Source: Vientiane Times
Economists have expressed concern over non-performing loans (NPL) that banks have given to the private sector.
Bankers said NPLs are currently higher than the rate of 3 percent set by the Bank of the Lao PDR, which could have negative impacts on financial and economic stability.
A senior banker who asked not to be named said the rising NPL rate is linked to state infrastructure projects, with private companies waiting for the government to reimburse them so they can in turn repay their bank loans.
One of the most important features to note is that people mostly use land titles as a guarantee to borrow money from banks.
However, as a result of economic slowdown, it’s not easy to sell land and this is one of the factors driving up the NPL rate.
Bankers say although commercial banks may not get their loans repaid promptly, they will get them later on since the commercial banks often take into account issues related to NPLs.

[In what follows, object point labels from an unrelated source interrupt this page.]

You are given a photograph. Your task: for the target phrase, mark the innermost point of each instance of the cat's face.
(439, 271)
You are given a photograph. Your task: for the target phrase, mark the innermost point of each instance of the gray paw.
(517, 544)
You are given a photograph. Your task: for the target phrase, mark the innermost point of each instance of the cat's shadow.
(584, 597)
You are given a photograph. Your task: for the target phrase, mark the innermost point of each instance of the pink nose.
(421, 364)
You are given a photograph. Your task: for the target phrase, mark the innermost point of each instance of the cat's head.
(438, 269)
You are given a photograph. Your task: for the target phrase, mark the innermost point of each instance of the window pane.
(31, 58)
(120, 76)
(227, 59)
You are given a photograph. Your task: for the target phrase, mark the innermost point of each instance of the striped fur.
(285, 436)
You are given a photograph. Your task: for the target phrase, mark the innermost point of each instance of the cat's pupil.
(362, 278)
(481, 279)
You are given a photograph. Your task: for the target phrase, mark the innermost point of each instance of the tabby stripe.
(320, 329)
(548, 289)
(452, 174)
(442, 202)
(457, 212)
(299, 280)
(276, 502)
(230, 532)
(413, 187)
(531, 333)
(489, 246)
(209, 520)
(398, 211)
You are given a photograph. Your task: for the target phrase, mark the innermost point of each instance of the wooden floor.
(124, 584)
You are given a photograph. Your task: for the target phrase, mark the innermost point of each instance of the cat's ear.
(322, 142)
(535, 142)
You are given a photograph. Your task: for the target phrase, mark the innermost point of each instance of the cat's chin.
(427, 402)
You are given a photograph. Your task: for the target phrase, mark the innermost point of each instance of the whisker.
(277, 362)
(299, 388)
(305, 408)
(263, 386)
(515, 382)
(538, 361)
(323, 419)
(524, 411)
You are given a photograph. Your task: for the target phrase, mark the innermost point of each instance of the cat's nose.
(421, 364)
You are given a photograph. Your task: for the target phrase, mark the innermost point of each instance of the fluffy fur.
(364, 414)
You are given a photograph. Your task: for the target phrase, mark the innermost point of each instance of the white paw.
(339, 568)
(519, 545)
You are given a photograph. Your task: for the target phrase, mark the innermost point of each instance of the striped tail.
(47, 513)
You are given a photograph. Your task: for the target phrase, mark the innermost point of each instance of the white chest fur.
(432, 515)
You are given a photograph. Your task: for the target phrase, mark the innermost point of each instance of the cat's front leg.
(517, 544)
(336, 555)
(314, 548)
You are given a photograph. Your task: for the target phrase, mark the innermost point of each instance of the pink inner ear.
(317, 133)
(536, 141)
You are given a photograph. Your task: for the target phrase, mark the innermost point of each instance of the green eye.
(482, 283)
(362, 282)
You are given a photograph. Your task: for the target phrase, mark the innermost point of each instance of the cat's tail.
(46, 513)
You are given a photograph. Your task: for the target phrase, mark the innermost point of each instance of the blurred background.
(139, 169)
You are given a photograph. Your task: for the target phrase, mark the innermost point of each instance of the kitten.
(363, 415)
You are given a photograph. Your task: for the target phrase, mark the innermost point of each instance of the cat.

Dr Mana Southichak is an independent economist who has done a lot of economic research for the government, international organisations and private companies.
“I have learned that the NPL rate is rising, particularly in state commercial banks,” Dr Mana said.
“If this continues, it could affect the banks’ financial stability as they need to have sufficient cash to pay their customers on demand.”
As of June last year, the volume of money circulating in the economy (M2) increased by 11.3 percent compared to the same period the year before, according to a government report.
The rise in credit took place after the central bank lowered interest rates to make it more affordable for entrepreneurs to borrow money from banks and boost domestic productivity .
The central bank should increase efforts to keep non-performing loans at below 3 percent as planned, otherwise the country will face economic challenges.
In 2013, the International Monetary Fund (IMF) urged Laos to put a dampener on rapid credit growth if it wanted to maintain macro-economic stability.
The international finance institute said the rapid rise in credit would result in higher import values, one of the main factors causing a drain on foreign currency reserves.
Last year, banks in Laos implemented stricter controls on foreign currencies notably the Thai baht and US dollar in a move to stabilise exchange rates and sustain the economy.
The move came after Laos encountered falling foreign currency reserves because businesses constantly require Thai baht and US dollars to import goods.
The falling reserves are the result of Laos’ exports, predominantly mining and agricultural commodities, which have fallen while imports are increasing and this trade has to be paid for in foreign currencies, according to economists.